The flag fanaticism of Texas is back too. Louisiana and Mississippi were pretty solidly flying a singular American flag. While I do like me some flags, the “one flag at a time” display is my fave. Keep it simple stupid. Florida likes them in bunches. They fly a lot of ones with expiration dates. I fight a headwind downhill at 12mph and think about how strange it is that there’s legitimately less flat earth and yet more flat earthers round these parts. The thought is interrupted by an actual flat. Science damnit. Not again. Kind of a slow leak. I find the hole and patch it outside a gas station.
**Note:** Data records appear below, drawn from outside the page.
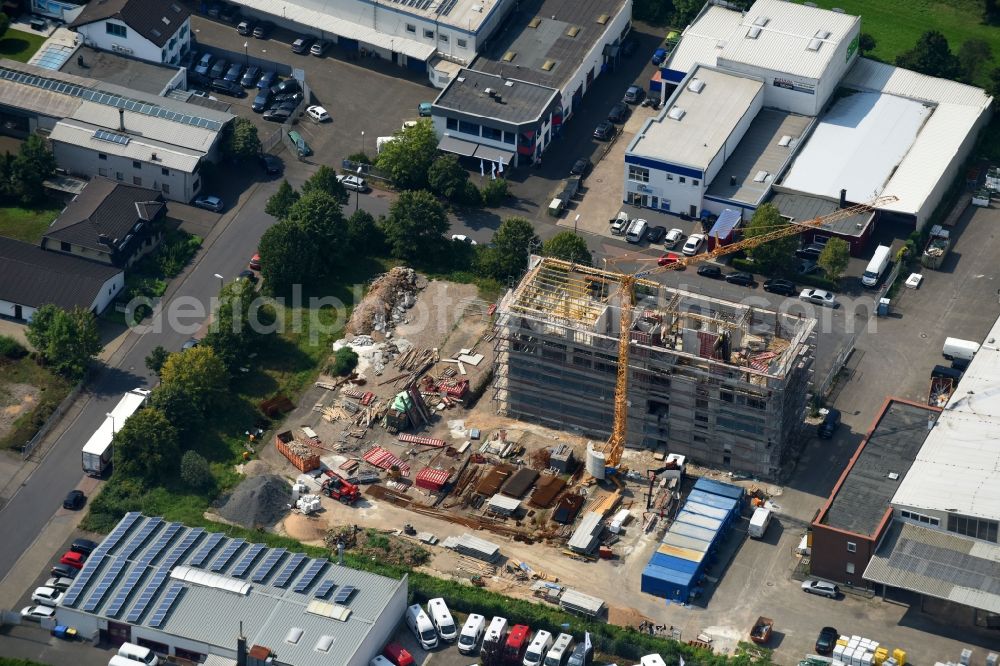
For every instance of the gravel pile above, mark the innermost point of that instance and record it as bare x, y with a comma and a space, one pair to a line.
260, 501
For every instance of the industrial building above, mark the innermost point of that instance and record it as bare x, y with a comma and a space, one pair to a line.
189, 593
722, 383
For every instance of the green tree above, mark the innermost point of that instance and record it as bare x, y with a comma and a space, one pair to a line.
415, 225
834, 258
240, 141
146, 446
68, 340
29, 169
776, 256
325, 180
567, 246
973, 57
279, 203
195, 471
200, 374
931, 56
408, 159
447, 177
156, 358
507, 255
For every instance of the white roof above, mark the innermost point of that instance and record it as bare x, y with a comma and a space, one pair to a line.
857, 145
958, 467
709, 118
784, 36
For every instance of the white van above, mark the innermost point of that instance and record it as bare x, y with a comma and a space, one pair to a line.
472, 633
442, 619
138, 653
560, 652
876, 266
421, 626
636, 230
960, 349
539, 647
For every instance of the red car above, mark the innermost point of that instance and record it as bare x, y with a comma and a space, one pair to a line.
72, 559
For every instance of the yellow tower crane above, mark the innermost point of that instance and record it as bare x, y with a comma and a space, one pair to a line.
615, 445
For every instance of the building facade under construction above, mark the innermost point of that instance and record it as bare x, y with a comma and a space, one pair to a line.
721, 382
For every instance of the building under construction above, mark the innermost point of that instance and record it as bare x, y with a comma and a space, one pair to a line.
720, 382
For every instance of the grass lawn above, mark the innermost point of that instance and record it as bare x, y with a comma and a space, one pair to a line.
28, 224
897, 24
20, 46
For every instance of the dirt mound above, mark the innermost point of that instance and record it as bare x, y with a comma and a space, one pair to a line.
260, 501
386, 302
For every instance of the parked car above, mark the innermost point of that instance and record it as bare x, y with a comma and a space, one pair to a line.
693, 244
75, 499
826, 640
828, 427
635, 95
272, 165
821, 587
302, 44
656, 234
250, 77
318, 113
710, 271
819, 297
209, 202
741, 278
779, 286
83, 546
38, 613
605, 130
581, 167
618, 113
47, 596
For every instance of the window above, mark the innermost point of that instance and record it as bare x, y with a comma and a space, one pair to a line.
638, 174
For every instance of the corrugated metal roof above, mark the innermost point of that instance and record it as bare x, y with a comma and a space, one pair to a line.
781, 44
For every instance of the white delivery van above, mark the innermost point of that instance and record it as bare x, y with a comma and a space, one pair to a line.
876, 266
636, 230
138, 653
472, 633
442, 619
538, 648
960, 349
759, 521
560, 651
421, 626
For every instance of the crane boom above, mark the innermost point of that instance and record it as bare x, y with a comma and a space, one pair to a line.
615, 445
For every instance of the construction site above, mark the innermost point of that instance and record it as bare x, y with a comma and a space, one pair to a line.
722, 383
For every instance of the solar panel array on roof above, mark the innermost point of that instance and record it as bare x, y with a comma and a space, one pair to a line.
116, 535
310, 575
227, 554
206, 551
160, 615
82, 578
294, 562
107, 581
244, 564
116, 605
265, 568
148, 594
181, 549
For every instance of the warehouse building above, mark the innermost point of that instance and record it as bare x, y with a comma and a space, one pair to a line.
191, 594
722, 383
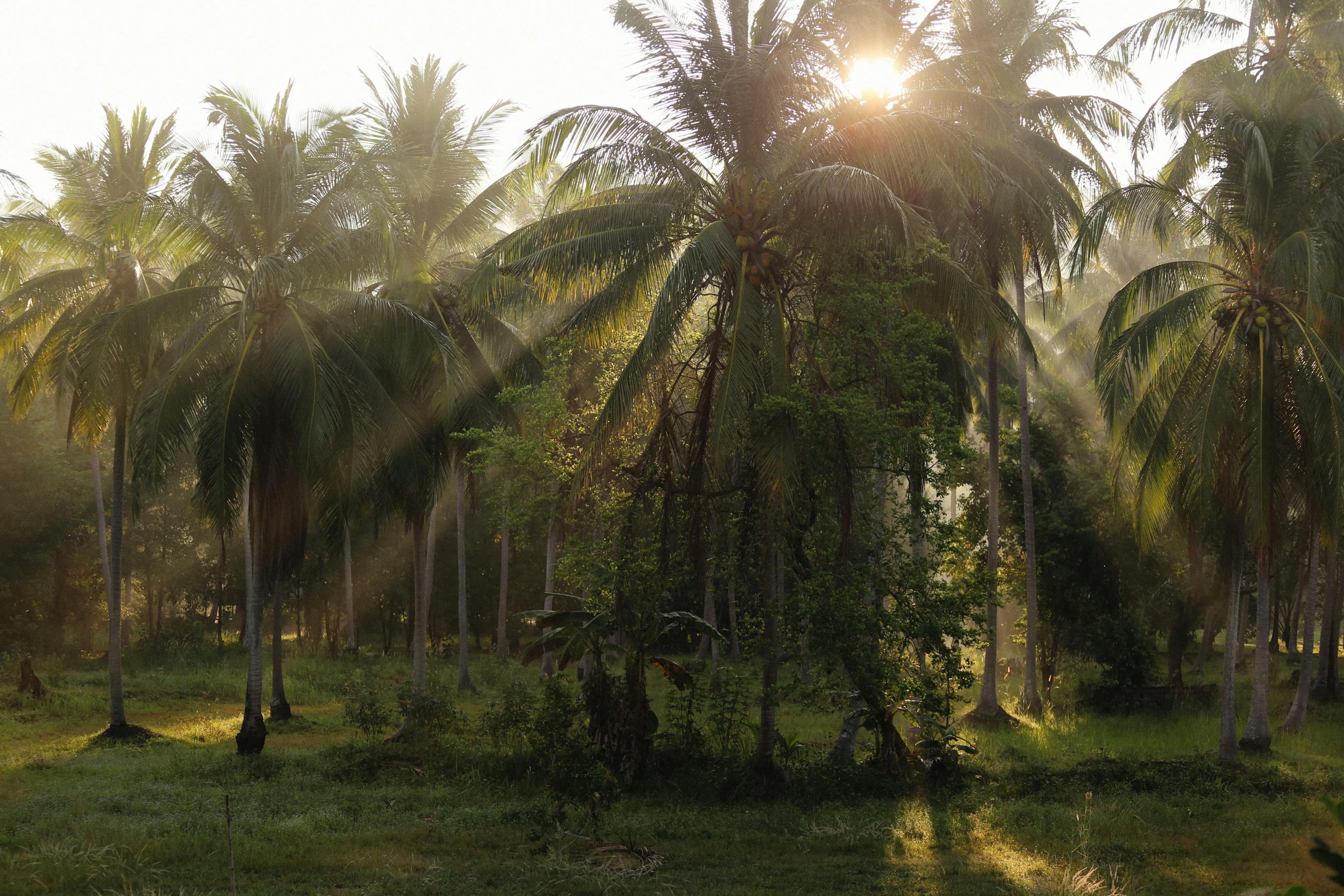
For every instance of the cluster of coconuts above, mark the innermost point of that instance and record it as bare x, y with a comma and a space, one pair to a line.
755, 270
121, 278
1261, 317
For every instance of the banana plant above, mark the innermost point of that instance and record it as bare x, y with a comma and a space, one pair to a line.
621, 723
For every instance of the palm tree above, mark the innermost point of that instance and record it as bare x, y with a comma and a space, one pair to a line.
93, 253
997, 46
758, 171
1212, 371
271, 378
428, 164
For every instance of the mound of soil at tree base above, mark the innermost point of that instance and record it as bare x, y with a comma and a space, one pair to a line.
29, 680
1198, 775
124, 734
979, 718
1119, 700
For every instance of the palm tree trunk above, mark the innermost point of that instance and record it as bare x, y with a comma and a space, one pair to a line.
734, 645
1257, 726
1030, 694
1206, 644
252, 738
709, 613
502, 624
117, 707
770, 668
988, 706
464, 676
1227, 735
1295, 618
351, 644
553, 533
1297, 715
420, 625
1241, 633
279, 704
1328, 617
110, 579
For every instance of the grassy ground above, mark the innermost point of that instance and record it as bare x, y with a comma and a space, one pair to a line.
1160, 817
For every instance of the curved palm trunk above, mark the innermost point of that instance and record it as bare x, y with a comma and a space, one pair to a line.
731, 601
1030, 692
117, 714
1257, 726
252, 738
551, 539
1297, 715
351, 644
1206, 644
112, 582
279, 704
987, 707
1227, 734
502, 624
424, 532
770, 668
464, 676
1328, 617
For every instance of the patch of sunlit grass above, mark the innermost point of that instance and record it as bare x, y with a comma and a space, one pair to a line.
205, 728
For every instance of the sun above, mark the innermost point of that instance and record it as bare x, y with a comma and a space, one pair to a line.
873, 78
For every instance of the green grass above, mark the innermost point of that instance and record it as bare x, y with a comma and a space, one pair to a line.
1163, 818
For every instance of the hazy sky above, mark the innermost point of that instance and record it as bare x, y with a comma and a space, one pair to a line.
63, 59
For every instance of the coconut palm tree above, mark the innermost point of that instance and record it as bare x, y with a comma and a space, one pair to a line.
760, 168
1212, 371
1051, 148
428, 167
94, 252
271, 381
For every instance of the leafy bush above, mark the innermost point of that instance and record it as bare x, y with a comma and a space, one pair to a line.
727, 710
507, 720
365, 708
571, 768
432, 712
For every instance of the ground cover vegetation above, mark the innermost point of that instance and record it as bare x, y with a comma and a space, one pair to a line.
751, 582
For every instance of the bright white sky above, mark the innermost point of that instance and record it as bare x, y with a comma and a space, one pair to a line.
66, 58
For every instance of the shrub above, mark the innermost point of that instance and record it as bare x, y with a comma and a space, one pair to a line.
432, 712
507, 720
365, 707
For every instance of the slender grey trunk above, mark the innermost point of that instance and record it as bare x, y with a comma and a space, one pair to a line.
351, 644
1241, 633
1295, 617
707, 613
1257, 726
427, 536
1227, 735
1297, 715
279, 704
1030, 692
734, 645
843, 750
551, 539
252, 738
709, 647
1206, 644
770, 668
1330, 610
502, 622
464, 676
988, 703
116, 695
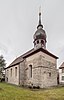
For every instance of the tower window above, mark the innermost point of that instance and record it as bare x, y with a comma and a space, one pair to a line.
62, 70
37, 42
62, 77
11, 72
49, 74
42, 41
30, 71
15, 71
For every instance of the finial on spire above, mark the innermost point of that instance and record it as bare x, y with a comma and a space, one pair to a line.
40, 15
40, 9
40, 18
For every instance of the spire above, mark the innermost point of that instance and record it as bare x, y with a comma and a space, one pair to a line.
40, 18
40, 15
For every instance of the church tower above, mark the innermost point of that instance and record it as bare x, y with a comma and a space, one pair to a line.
40, 35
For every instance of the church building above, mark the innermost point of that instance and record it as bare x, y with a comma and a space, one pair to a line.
35, 68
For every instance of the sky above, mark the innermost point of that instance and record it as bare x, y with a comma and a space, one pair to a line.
18, 23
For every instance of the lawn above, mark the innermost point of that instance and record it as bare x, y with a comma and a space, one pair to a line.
10, 92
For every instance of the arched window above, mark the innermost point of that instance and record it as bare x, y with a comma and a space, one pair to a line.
15, 71
30, 71
42, 41
37, 41
11, 72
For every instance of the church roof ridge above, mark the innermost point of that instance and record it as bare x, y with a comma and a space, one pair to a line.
29, 53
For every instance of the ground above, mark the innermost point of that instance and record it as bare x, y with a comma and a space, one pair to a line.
10, 92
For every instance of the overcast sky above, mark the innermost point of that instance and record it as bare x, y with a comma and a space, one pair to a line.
18, 23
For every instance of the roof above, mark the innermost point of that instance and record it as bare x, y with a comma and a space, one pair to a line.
62, 66
29, 53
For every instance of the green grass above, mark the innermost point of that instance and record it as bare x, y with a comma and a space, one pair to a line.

15 miles later and I’m half flat again. Super softie. Fuck. This explains why I’m feeling so strong at the start and so weak toward the end of each chunk of miles. Lower and lower pressure. The 85° heat and humidity has me exhausted and I don’t feel like patching or anything. And I’m not gonna apologize for not using the metric system to anyone either. I just put 80 hand pumps in the slow leaking tube. We make our merry way up the 90 to a place called Marianna. As far as I can tell Marianna isn’t much. Really a pretty shitty town outside of a very Havana-like United States Post Office building. Godless commie bastards… the USPS, not the Cubans. I love them both either way.

Further up the 90, I am now completely employing the “stop every 12 miles and give it 100 hand pumps” technique. There’s a long history of this cultural strategy, all of it in coded oral tradition until just now. Whoops. It all adds up to some good old fashioned time traveling into the Eastern time zone and Chattahoochie Florida. We immediately turn north off of the 90 instead. Like flipping from FOX to CNN or something, I make a hard left and into Georgia – our ninth state of the ride!

Two miles up and $14 later and we’re set up luxuriously at East Bank Campground. It is maintained by the US Army Corp of Engineers and is a magnificent campground. It is worth the detour to pop up the portable penthouse right on the shores of Lake Seminole. I’m gonna enjoy it instead of writing about it now. Good night.